En los medios

Milei primeiro abraça, depois esnoba e agora busca absorver a centro-direita
Carlos Gervasoni, director del Departamento de Ciencia Política y Estudios Internacionales, fue consultado sobre el escenario político de la Argentina.
[RESUMO] O ultraliberal Javier Milei chegou ao poder na Argentina com o apoio da direita tradicional de seu país, com quem mantém hoje, um ano e quatro meses depois, uma relação utilitária, necessária para avançar seus projetos no Congresso, mas permeada de insatisfações mútuas que por vezes sugerem rompimento. A poucos meses das eleições legislativas, a sigla Liberdade Avança, de Milei, tem incorporado nomes importantes do partido de centro-direita Proposta Republicana, liderado pelo ex-presidente Mauricio Macri, o que pode dar feição inédita à política argentina e espelha uma crise mundial das representações partidárias tradicionais.
Diego Valenzuela incorpora o traquejo social de quem teve uma carreira na TV como jornalista e historiador, o traquejo político de quem é o segundo prefeito mais bem avaliado da Grande Buenos Aires, e o ânimo de quem ocupa o lado político hoje vitorioso.
Aos 54 anos, o prefeito de Tres de Febrero, cidade com 360 mil habitantes, foi aquele que primeiro personificou um movimento em curso na Argentina. Abandonou o partido de centro-direita ao qual pertencia, o Proposta Republicana, e migrou para a ultradireita aglutinada no Liberdade Avança, a sigla do presidente Javier Milei.

O fez em janeiro passado com um claro propósito eleitoral, ainda que diga nesta conversa que sua decisão teve uma amplitude muito maior.
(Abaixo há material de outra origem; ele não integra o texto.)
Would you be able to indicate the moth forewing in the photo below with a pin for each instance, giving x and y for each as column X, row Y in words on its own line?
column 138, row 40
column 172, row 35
Ele não esconde que seu objetivo é, em 2027, concorrer a governador da Província de Buenos Aires, hoje nas mãos da oposição.
Seu anúncio foi seguido por igual movimento de outro prefeito da região, e nas semanas seguintes legisladores da capital também deram adeus a suas siglas de centro-direita e caminharam para o ponto mais extremo do espectro político.
"Conheço Javier faz mais de 30 anos, então não é como se essa decisão tivesse sido aventada agora, simplesmente por razões políticas", afirma Valenzuela, sentado na mesa de seu escritório na sede da prefeitura.
Ele e Javier Milei estudaram economia juntos na universidade. Mantiveram contato, reforçado quando Milei ascendeu surpreendentemente na política como um outsider. Desde que o colega chegou à Casa Rosada, eles conversavam semanalmente por mensagens.
"Ele me ajudava com as matérias de exatas, e eu o ajudava com as matérias mais humanísticas, nos complementávamos bem", diz sobre o tempo de estudantes. A reportagem sugere, não em brincadeira, que um apoio em termos humanísticos ao hoje presidente ainda cairia bem —Milei é contra o que chama de ideologia de gênero, ameaça tirar o feminicídio do Código Penal, diz querer sair do Acordo do Clima de Paris.
"Bom, também por isso tomei essa decisão, porque creio que minhas experiências são diferentes das dele", ele responde, não sem somar elogios. "Estou na política já faz muito tempo, mas atenção: Milei demonstrou atitudes de liderança. Eu esperava muito mais uma vitória na reforma econômica, mas também vejo um presidente que tem legitimidade e prioridades na tomada de decisões."
A centro-direita e a ultradireita alçada ao poder com Milei vivem desde o início do governo uma aliança de sobrevivência mútua. Sem maioria no Congresso, o governo sedimentado em um partido novato precisa de alianças ocasionais com o Proposta Republicana para avançar. O centro, por sua vez, quer se manter no poder.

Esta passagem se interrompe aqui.